Su parte de la habitación estaba plagada de pósters de cantantes y actores tan retocados que parecían digitales. El armario, junto a la puerta, estaba forrado con fotos, entradas de conciertos, pegatinas y etiquetas de ropa. Cuando me marché imitaba el estilo de Hannah Montana. Dos años más tarde, parecía sacada de Gossip Girl.

Alicia, por el contrario, seguía siendo una niña. Acababa de cumplir nueve años y todavía se ilusionaba cuando alguien le pedía que le enseñara sus dibujos o le preguntaba por el colegio. El fondo de la habitación era su territorio y cada centímetro cuadrado estaba pintado de verde suave, su color favorito. Incluso el edredón de la cama era de esa tonalidad, con ovejas y vacas pastando en un prado de algodón. Sus estanterías estaban llenas a rebosar de películas y peluches perfectamente ordenados. No había nada que le gustara más que explicar las razones por las que Baloo iba delante de Winnie the Pooh o por qué había castigado a su hipopótamo tristón en un rincón.

Les dije que nos esperaban abajo.

—Yo paso de cenar —repuso Esther.

—¿Por qué? —pregunté.

Miró al techo y negó con exasperación.

—Porque no tengo hambre… y porque no me da la gana. ¿Cómo lo ves?

—Déjala —convino Alicia—. Está en la edad del gallo.

—Se dice la edad del pavo, idiota —la corrigió la otra.

Si Aarón había heredado los rasgos de mi padre, Alicia y ella habían heredado los de mi madre. Ambas tenían el pelo rubio, más claro que mi hermano. La más pequeña, rizado y del color de la vainilla. La otra, liso como una tabla. Sus ojos eran desconcertantemente idénticos: azules, grandes e inquisitivos. Pero donde una destilaba condescendencia, la otra era pura dulzura. Ojalá permaneciera así para siempre.

—Tranquilo —me dijo Alicia cerrando los ojos con seriedad—. Es un caso perdido.

No pude por menos de reír.

—Como no os larguéis, aviso a mamá.

—Ya nos vamos, tranquila. —Abrí la puerta y dejé pasar a Alicia delante—. Pero ten cuidado, no vaya a estallarte la cabeza de tanto leer esas porquerías.

—¡¡¡Mamá!!!

En cuanto cerré la puerta, oí un golpe seco al otro lado. Posiblemente, un libro o la funda de sus Ray-Ban.

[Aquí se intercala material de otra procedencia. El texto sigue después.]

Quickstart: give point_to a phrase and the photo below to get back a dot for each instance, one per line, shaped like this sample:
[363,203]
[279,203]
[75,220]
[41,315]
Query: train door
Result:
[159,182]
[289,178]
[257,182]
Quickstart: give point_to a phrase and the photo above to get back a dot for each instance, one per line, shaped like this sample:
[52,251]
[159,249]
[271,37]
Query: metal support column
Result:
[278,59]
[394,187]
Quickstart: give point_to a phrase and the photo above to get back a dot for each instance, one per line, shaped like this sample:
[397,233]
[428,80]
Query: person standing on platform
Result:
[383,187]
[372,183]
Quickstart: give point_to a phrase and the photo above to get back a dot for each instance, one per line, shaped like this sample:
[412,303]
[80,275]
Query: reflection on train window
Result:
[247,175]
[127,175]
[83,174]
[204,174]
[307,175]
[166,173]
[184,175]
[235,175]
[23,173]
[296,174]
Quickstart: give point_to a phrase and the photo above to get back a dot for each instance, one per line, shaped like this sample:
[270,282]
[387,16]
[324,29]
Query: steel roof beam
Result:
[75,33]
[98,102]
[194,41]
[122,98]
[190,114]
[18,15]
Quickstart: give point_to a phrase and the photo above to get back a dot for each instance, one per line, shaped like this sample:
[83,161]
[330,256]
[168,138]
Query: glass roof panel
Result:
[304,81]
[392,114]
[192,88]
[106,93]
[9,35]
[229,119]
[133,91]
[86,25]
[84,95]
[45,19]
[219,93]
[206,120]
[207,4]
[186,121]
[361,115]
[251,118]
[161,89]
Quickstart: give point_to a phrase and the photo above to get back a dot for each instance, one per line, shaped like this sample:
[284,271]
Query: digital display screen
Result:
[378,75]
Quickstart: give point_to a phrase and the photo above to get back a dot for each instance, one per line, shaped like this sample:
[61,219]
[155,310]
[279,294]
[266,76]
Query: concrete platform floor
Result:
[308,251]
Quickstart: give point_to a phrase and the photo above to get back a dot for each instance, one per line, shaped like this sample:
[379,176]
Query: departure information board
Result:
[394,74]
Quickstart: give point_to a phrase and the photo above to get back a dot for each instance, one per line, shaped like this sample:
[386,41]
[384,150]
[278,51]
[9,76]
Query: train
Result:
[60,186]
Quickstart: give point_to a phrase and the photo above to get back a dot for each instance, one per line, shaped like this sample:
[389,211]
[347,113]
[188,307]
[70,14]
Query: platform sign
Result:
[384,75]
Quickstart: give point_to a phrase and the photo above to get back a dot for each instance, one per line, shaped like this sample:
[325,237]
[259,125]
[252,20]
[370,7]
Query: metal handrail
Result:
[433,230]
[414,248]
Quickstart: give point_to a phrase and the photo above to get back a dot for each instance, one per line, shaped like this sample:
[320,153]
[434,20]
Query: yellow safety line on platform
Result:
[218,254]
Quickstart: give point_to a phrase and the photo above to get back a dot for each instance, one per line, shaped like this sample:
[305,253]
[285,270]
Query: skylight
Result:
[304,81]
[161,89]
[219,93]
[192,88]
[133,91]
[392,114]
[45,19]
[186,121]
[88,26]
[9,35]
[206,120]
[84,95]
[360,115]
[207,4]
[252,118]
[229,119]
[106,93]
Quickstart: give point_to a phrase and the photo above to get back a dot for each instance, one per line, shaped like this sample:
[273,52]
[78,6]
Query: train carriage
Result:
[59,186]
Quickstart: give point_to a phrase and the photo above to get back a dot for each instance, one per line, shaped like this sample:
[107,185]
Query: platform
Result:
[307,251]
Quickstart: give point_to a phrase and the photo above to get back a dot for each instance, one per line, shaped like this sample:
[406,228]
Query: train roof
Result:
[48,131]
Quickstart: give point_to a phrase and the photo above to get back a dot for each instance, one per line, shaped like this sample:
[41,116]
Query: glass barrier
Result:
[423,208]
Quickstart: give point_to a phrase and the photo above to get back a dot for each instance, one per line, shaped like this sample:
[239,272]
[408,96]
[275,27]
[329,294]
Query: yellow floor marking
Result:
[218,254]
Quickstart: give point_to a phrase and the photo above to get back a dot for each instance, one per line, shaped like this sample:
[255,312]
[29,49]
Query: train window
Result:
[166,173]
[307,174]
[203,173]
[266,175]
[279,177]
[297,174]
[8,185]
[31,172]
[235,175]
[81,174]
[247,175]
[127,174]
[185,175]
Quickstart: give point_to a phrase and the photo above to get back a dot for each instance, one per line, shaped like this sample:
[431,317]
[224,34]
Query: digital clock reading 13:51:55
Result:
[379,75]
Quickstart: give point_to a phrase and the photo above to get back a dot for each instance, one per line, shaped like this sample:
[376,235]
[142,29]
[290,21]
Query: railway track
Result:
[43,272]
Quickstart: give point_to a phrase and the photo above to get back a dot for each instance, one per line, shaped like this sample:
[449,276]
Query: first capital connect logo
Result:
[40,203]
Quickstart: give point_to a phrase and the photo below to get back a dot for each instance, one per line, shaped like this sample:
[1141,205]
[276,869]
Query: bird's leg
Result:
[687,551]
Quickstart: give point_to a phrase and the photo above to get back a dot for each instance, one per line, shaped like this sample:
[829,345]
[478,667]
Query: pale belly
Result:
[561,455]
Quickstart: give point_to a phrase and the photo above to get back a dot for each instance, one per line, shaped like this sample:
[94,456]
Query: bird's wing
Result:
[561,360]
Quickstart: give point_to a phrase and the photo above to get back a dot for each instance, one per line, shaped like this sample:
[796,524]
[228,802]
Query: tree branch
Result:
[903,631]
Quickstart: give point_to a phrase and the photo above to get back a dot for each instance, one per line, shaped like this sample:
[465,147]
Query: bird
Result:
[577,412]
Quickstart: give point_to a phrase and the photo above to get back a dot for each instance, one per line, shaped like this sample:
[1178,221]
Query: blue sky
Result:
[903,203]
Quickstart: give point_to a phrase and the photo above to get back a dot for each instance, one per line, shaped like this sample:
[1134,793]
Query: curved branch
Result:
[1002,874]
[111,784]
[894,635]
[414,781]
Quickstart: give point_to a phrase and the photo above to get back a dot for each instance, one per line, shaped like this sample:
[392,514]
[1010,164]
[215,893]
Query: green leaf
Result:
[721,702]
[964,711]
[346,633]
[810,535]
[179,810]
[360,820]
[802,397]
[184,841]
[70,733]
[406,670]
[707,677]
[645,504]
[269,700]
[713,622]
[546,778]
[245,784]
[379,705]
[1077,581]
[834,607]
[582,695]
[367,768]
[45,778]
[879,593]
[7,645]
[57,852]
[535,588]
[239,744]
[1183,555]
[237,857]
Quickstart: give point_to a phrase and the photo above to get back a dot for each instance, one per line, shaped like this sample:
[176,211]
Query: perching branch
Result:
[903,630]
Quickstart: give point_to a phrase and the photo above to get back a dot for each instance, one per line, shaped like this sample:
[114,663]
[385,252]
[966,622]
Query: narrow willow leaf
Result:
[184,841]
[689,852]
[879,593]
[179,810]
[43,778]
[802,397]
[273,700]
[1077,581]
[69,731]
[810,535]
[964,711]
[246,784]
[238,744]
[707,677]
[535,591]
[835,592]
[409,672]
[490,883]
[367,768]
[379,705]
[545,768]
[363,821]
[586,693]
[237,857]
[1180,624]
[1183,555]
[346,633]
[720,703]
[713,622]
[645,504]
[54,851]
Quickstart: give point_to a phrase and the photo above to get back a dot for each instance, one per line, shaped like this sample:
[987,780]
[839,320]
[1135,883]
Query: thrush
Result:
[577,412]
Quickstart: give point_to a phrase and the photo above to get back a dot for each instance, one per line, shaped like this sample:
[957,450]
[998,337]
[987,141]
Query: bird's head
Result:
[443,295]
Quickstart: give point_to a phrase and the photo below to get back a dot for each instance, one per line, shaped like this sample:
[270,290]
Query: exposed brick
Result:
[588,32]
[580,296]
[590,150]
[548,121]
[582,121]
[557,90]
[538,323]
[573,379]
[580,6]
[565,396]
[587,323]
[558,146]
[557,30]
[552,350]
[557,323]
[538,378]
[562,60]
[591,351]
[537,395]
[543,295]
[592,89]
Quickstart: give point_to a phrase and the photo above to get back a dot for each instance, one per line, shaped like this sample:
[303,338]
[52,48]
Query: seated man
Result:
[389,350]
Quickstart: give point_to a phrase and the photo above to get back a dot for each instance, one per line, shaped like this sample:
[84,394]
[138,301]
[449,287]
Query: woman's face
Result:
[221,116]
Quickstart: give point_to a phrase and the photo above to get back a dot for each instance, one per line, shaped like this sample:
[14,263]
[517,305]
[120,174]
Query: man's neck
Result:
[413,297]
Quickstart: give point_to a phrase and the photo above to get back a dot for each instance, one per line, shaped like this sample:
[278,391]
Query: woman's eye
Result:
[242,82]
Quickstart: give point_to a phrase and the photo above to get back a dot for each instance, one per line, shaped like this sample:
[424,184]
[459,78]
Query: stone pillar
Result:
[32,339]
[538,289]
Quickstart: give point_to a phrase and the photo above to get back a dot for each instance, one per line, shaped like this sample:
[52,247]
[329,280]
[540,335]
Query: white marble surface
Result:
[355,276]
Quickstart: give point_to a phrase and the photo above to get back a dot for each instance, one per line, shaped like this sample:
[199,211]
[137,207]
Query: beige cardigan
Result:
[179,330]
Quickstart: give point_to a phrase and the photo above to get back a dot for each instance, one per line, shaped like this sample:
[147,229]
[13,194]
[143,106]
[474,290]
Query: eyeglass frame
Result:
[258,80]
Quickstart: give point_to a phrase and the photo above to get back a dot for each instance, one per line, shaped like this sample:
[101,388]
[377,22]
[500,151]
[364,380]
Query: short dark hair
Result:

—¿Qué está pasando ahí arriba? —preguntó mi madre. Antes de que pudiéramos responder, oímos un portazo—. Vaya, por fin te dignas aparecer.

—Me he entretenido. —Era Aarón.

—Ya, pues tu maleta sigue igual que la has dejado y me tienes que ayudar con el jardín. ¿Y qué has hecho con tu ropa? ¡Está hecha un asco!

Mi hermano dejó las llaves con un tintineo en el plato de la mesa de entrada y se dirigió a las escaleras. Cuando nos vio en lo alto, se volvió hacia mi madre.

—A lo mejor puede ayudarte Leo ahora que ha vuelto.

Aarón pasó a nuestro lado sin dirigirme una sola mirada, le dio una palmada a Alicia en la cabeza y se metió en su cuarto.

—¡La cena ya está! —volvió a gritar mi madre.

Volví la mirada atrás un instante y suspiré. Hogar, dulce hogar.